Kathy Sheridan: Plenty of regret, sorrow and surprise but no shame
Common thread of responses to recent revelations is to attempt to minimise them
Comedian and broadcaster Al Porter described his conduct as “in keeping with my flamboyant and outrageous public persona”.
This bears repeating. No one in this State is entitled to protection from being offended. A Claire Byrne Live survey this year suggested that nearly seven in 10 of us are fine with that.
So yes, you have the right to be offensive. The Constitution imposes a couple of conditions: you may not offend against public morals for instance, but since they are mainly framed in terms of women’s reproductive choices, fear not (unless you’re a woman).
The problem for morals is their heavy dependence on their even more obscure cousin, shame. If you are incapable of shame, well, the Earth and everything that’s on it is yours, Donald.
At minimum, how can this loathsome language be anything but counterproductive, whatever the cause?
You may regard the words “bitch” and “woman” as interchangeable, as Barry Walsh, the now-ex member of Fine Gael’s executive council, has revealed. As a fellow anti-choicer, you may consider it a noble and Christian act for Walsh to tweet that a well-known woman “just couldn’t be bothered having a baby. So she had it killed.” As a pro-choice supporter, you may deem it acceptable to publicly wish someone dead because you disagree with their anti-choice views, as one such activist has done.
Not in my name. At minimum, how can this loathsome language be anything but counterproductive, whatever the cause?
You will search in vain for the word “shame” in the growing pile of quasi-mea culpas issued by alleged harassers, abusers and vomitous Twitter posters. There is an evolving formula: to apologise for the offence/or any offence; then to express surprise that anyone actually took offence; that if they took offence, sure it was all in the rumbustious rough and tumble of the gig/workplace/meeting/stairwell; and really, isn’t the public reaction a bit over the top?

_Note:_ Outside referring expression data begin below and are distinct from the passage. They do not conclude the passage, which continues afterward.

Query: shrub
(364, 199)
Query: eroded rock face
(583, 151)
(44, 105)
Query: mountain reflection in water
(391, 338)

Abusiveness inevitably comes back to entitlement of some kind. And tolerance of abusers often comes back to a fear of seeming censorious or prudish or challenging someone in your own tribe
A striking line in comedian Al Porter’s statement, following allegations of inappropriate behaviour towards men, was the one describing his conduct as “in keeping with my flamboyant and outrageous public persona”. “Outrageous”, by one dictionary definition, means “going beyond all standards of what is right or decent”. For all his obvious pride in the self-description, it’s doubtful if the 24-year-old would have landed conventional entertainment shows with mainstream broadcasters if he had been in the habit of breaching all standards of decency, so clearly he was able to keep a lid on it when required.
But even though his “outrageous” conduct, “may be regarded as offensive and unacceptable by many people”, as he described it, he “at no time intended to upset anyone”.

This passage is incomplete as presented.